Nine priests, a bishop, and a deacon have been killed by the repression in El Salvador. Following are the words of a brother of one of the martyred priests, excerpted from a conversation with members of Sojourners' staff. When this article appeared, he was in exile studying for the priesthood and requested that his name be withheld.--The Editors
The situation in my country is very grave. The bishops have expelled all the seminarians simply because of their participation in a May 1 demonstration in solidarity with the workers. Any priest who becomes involved in the social needs of the people, in the Christian communities, is accused of being a subversive.

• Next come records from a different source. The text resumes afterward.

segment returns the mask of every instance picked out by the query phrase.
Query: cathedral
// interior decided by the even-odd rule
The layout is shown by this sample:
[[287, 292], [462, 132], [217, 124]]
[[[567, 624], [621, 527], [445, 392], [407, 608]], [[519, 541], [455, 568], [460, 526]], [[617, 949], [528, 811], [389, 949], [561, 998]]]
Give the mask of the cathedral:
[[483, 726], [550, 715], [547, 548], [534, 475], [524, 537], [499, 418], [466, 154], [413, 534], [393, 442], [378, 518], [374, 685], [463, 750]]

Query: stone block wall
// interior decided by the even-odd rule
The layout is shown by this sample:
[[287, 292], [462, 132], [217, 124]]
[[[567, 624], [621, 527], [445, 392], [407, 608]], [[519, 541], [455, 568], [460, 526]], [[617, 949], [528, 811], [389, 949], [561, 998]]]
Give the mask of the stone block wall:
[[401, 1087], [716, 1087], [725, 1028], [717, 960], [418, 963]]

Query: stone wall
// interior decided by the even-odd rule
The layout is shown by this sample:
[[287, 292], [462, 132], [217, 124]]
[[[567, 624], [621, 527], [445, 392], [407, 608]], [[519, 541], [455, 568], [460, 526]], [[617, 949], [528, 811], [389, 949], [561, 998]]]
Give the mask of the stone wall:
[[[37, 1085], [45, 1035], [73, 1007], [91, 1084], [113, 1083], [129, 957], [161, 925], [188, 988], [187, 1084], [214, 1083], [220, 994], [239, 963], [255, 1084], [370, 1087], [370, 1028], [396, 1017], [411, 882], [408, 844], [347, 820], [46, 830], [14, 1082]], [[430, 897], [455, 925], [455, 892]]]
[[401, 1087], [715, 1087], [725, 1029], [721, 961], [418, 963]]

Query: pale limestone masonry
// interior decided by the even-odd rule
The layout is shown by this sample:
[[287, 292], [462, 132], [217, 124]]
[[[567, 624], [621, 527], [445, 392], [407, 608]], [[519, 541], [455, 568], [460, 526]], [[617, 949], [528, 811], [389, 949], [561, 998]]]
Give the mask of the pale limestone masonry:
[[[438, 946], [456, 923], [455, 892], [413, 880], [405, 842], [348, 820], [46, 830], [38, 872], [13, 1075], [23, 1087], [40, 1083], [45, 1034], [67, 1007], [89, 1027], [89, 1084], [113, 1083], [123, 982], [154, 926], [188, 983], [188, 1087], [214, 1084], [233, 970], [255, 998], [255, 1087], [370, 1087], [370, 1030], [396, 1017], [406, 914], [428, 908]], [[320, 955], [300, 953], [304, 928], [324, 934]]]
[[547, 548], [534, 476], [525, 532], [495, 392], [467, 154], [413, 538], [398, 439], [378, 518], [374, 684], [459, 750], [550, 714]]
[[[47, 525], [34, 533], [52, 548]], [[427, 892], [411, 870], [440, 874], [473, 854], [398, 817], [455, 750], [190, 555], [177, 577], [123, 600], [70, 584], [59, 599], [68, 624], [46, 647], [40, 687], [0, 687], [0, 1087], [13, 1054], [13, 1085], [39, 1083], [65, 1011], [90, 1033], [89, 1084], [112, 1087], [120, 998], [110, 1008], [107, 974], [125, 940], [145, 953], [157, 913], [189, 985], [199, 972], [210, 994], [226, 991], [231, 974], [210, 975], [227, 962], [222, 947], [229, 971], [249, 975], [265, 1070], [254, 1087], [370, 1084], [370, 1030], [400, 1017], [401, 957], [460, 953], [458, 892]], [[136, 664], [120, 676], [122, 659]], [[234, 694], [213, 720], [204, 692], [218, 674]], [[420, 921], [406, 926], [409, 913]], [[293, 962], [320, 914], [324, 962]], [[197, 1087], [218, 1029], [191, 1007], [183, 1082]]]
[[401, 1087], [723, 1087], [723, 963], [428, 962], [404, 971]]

The story of the church in El Salvador has been one of bishops who were chosen because they were friends of the military and of the powerful families who dominate the country and want to guarantee that the church will support them. Bishop Oscar Romero was chosen as archbishop of San Salvador because it was believed that he too would have that mentality. He was one of the first bishops who opposed the priests who were trying to incarnate Vatican II; he was one of the ones most filled with fear. But his conversion to the people of the church made him change.
The conservative bishops feared that those of us in the diocese of San Salvador would pervert the others. And so they removed us from the area.
One very close friend of mine was later assassinated by the military. He and I loved one another like brothers. I can give witness to his beautiful gospel and pastoral work among the people. But the authorities and the bishops did not trust him.